Man's Evil Nature in Lord of the Flies
When young boys are abandoned on an uninhabited island without adults, even they are capable of murder. This is the scenario depicted in the British author, William Goldings novel, Lord of the Flies, written and published in 1954 during World War 2. Comparing the characters of Jack, Ralph, Piggy and Simon with Freud's theory of id, ego and superego, one can prove that man has an underlying evil nature. The characters are represented with Jack as id, Ralph as ego, and Piggy and Simon as superego.
Freud's theory of id, ego and superego influences the spheres of ones being. The id represents violence, and the drive to kill. The id is the desire to hurt others, and to dominate. In contrast the ego persuades one to make actions that make one's actions acceptable by others around them. It also controls the need for acceptance and the need to be in control. Though different, the superego lies within one's spirituality and need for order. It values rules, and commandments.
Jack as id, represents the carnal drives in man. He illustrates this through painting his face. By painting his face, Jack suppresses his ego and superego, causing Jack to be capable of acts of violence without having any repercussions. Jack portrays this violence in different ways. First, Jack enjoys hunting because he gets to kill pigs. Often, in Lord of the Flies, Jack is consumed by killing pigs, and desires nothing more. The drive to kill rules his thoughts. In Jacks statement "'We're strong-we hunt! If there's a beast we'll hunt it down. We'll close in and beat and beat and beat-'"(83), he demonstrates his carnal desire to hint and kill. Next, Jack also strove to control others. He would even resort to torture, "'What d' you mean by it, eh?' said the chief (Jack) forcefully 'What d' you mean coming with spears?
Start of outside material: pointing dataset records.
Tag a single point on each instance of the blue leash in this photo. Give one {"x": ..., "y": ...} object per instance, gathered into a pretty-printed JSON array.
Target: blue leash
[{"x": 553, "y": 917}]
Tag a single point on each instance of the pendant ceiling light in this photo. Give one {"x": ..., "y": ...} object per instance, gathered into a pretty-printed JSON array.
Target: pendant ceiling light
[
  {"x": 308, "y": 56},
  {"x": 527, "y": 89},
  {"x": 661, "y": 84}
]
What d' you mean by not joining my tribe?' The prodding became rhythmic. Sam yelled."(166). The desire to kill is what proves that Jack has an evil nature, and the fact that he came from a civilized society shows that anyone can become like him.
Ralph displayed himself as being ego through his need for acceptance and his leadership. Ralph's need for acceptance is so strong that he would even go as far as to insult an other so all the boys would like him, and see him as fitting in. An example of this is when Ralph said "'He's not Fatty,' cried Ralph 'his real name's Piggy!'"(20) when he had promised Piggy earlier that he would tell no one else his name is Piggy. Ralph's desire to be one among the crowd made him stoop so low as to insult and hurt another, just so he could look better. When Ralph begins to fall away from the group, he begins to lose all his leadership. Often times Ralph would forget all the important things he would need to remember to become chief, and start to digress to savagery, just so he could be with the group. With Ralph's need for acceptance and loss in leadership power, it is apparent that even he was naturally evil.
Piggy and Simon were the representations of superego. Piggy's need for rules and Simon's mysticism both suggested that superego was the largest influencing force in their lives. Piggy would often try to set up rules, and other tools of civilization to create order. Without that order, Piggy knew that there would be no hope in there situation. He proved this need for rules with his need to take names, "Piggy moved among the crowd, asking names and frowning to remember them."(17). Different from Piggy, Simon had a strange quality of mysticism about him. He had an understanding about the nature of the beast that no one else had. He illustrated this understanding when he had this vision, "'Fancy thinking the Beast was something that you could hunt and kill!' said the head. For a moment or two the forest and all the other dimly appreciated places echoed with the parody of laughter. 'You knew, didn't you? I'm part of you? Close, close, close! I'm the reason why it's no go? Why things are what they are?'"(130). With Piggy's need for rules and Simon's understanding of the nature of the Beast it is apparent that they both had the capabilities of the same savagery as the other boys.
Through Freud's theory of id, ego, and superego, it is apparent that man does have an underlying evil nature in the novel Lord of the Flies. Jack, Ralph, Piggy, and Simon each display these aspects of man's evil nature, and also prove that if it can happen to
them that it can happen to anyone. Young children are typically thought of as more pure and innocent that those more experienced in the world. If they are capable of such acts, it is sad to think what the rest of the world is capable of.